Ora, però, qualcosa è cambiato.

Se il clown giallo e rosso da gioioso sta diventando malinconico è perché l’euforia alimentare a cavallo del nuovo millennio si sta disperdendo in una marea di evoluzioni etico-salutiste-concettuali; o semplicemente un’era cambia e può non identificarsi più con un modello fast-oriented. Se da 1955, con il primo store McDonald’s a Des Plaines in Illinois e con la nascita dei rivali e competitor, si è arrivati al boom dei fast-food, adesso la crescita pare stia subendo una lenta frenata. Le vendite dello scorso anno in USA e Canada vedono un calo dello 0,2% per quanto riguarda McDonald’s e dello 0,9% per Burger King.

Una triste battuta d’arresto per chi ha fatto del whopper o del Big Mac dei simboli pop di una cultura improntata su un forte immaginario. La crescita globale, includendo i nuovi store, è dell’1,1% (rispetto a un 4% attestato nel 2012), quindi a due velocità. Gli analisti parlano di mercato saturo per gli USA, e l’assenza di nuove nicchie da scoprire e da cui provare a riguadagnare mercato. L’evoluzione delle catene appare vincente nell’esternalizzare ai franchising. Il paradosso dei dati mostra che gli store extra-USA funzionano bene e sono in grado di aiutare la madrepatria. Ci sono degli studi che hanno provato a tracciare una “linea etnica” di demarcazione dei consumi, e per fattori geolocalizzati ci sono aree più inclini, in questo momento, alla cultura dei fast-food rispetto ad altre; McDonald’s ha adottato la strategia “Leading with Ethnic Insights” per avere spunti da cui individuare dove la crescita accelera.

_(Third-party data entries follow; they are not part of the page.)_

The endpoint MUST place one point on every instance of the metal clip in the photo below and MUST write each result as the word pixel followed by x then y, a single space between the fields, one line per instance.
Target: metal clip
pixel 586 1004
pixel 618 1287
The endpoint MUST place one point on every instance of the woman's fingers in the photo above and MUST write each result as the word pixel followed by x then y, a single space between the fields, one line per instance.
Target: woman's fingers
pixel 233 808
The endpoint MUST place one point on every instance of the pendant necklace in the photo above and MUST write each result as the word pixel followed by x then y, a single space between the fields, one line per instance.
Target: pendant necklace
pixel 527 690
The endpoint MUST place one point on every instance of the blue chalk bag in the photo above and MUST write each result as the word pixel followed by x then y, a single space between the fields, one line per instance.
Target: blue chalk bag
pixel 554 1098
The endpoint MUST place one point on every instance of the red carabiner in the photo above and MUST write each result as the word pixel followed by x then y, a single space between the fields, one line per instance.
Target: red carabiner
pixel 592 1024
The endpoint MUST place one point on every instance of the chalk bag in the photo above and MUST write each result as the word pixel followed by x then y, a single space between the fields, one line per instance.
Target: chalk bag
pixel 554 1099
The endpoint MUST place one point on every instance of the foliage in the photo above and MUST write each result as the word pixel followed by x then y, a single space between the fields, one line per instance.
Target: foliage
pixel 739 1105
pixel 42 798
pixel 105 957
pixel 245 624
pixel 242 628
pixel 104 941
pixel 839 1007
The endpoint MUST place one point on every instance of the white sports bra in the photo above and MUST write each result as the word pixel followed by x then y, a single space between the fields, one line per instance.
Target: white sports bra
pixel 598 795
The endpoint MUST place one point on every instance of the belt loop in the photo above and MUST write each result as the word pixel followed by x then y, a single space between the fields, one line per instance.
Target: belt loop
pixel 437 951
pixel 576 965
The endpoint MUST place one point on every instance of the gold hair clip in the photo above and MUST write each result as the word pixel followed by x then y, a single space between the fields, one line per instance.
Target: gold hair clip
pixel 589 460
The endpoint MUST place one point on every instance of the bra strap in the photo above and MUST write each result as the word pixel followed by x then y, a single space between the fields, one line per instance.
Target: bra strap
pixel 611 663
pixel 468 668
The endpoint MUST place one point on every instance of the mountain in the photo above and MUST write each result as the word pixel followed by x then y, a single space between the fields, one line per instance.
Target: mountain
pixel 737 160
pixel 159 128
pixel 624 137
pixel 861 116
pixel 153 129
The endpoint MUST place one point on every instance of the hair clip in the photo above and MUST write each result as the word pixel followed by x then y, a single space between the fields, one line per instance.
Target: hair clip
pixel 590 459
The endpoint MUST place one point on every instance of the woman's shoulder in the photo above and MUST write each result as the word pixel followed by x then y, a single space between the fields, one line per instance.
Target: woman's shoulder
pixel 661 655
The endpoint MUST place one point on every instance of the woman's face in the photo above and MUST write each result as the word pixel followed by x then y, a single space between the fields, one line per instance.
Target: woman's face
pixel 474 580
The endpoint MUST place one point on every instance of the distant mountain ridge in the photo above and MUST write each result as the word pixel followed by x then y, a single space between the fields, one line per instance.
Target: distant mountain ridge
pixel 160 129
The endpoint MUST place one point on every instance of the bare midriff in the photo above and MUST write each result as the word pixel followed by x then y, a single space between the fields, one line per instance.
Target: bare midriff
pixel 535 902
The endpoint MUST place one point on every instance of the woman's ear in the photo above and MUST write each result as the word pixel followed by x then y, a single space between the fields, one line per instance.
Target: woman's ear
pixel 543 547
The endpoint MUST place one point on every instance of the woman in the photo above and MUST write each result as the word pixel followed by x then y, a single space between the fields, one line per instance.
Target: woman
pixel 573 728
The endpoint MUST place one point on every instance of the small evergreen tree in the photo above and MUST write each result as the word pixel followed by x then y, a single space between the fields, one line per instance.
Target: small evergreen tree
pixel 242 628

Alcuni analisti di Wall Street sostengono che, adesso che in USA i fast-food hanno raggiunto il top, possono solo naturalmente seguire il corso del declino e affidarsi al loro status “globale” per recuperare terreno altrove, mentre cresce sempre di più la generazione di chi cerca cene culturalmente diverse: sane, biologiche, di sicura provenienza e dai menu sempre più personalizzati. Il futuro di McDonald’s, Burger King e YUM sarebbe riposto in Cina, Brasile, nei paesi emergenti che, se nel 1994 rappresentavano la metà del fatturato, ora raggiungono i 2/3 pieni. Si è rivelato fallimentare anche il tentativo dei fast-food di incrociare i neo-consumatori salutisti riempendo i propri menu di insalate, sandwich e cibi poco calorici: non ha senso, secondo gli analisti, perché chi va da McDonald’s cerca un hamburger e patatine fritte, proprio per i simboli che il brand porta con sé.

Per questa ragione lo scorso anno il CEO di McDonald’s Don Thompson ha riconosciuto che le Caesar salad non vendevano bene e sarebbe stato meglio eliminarle dai menu; lo stesso ha fatto Burger King con le patatine con poche calorie. L’immagine del clown triste può riassumere la macro-tendenza dei fast-food su scala discendente: tra i continui scioperi dei dipendenti, scontenti dei salari, e la concentrazione di vendite nei paesi emergenti che stanno superando il successo negli USA, McDonald’s e gli altri appaiono come il malinconico scampolo di un modello culturale che sta per essere sorpassato.